The facility became Leicester Infirmary and Children's Hospital in 1911 and Leicester Royal Infirmary and Children's Hospital in 1914 before it joined the National Health Service in 1948.

The Windsor building was opened by the Queen in December 1993 and a new accident and emergency department was opened by the Princess Royal in March 2018.

Dr.
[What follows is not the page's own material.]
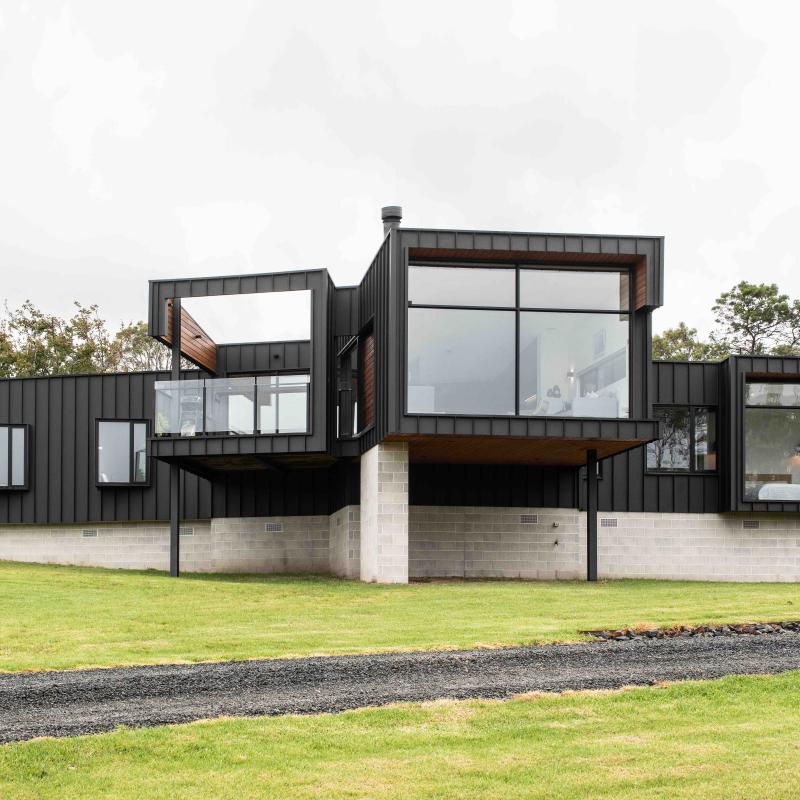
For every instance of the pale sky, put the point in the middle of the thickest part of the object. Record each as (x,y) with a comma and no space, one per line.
(159,139)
Hadiza Bawa-Garba, a junior doctor at the Infirmary, was convicted of manslaughter for her part in the death of a 6-year-old boy from sepsis and received a suspended prison sentence in 2015. Although the General Medical Council ruled in January 2018 that she be struck off the medical register, the Court of Appeal decided in August 2018 that she should be re-instated.

A congenital heart centre opened at the Kensington Building at the Leicester Royal Infirmary in August 2021. This unit, which was transferred from Glenfield Hospital with support from Pick Everard, forms part of the East Midlands Congenital Heart Network.

The Infirmary is the home of the East Midlands Forensic Pathology Unit, which provides the Home Office registered forensic pathology services to the police forces of Derbyshire, Leicestershire (and Rutland), Lincolnshire, Nottinghamshire and Northamptonshire.

==Notable staff==

- Mildred Hughes, matron of Leicester Royal Infirmary from 1929 to 1946, was President of the Royal College of Nursing from 1944 to 1946. A stained glass window dedicated to her memory was in the hospital chapel, but was moved to the hospital library.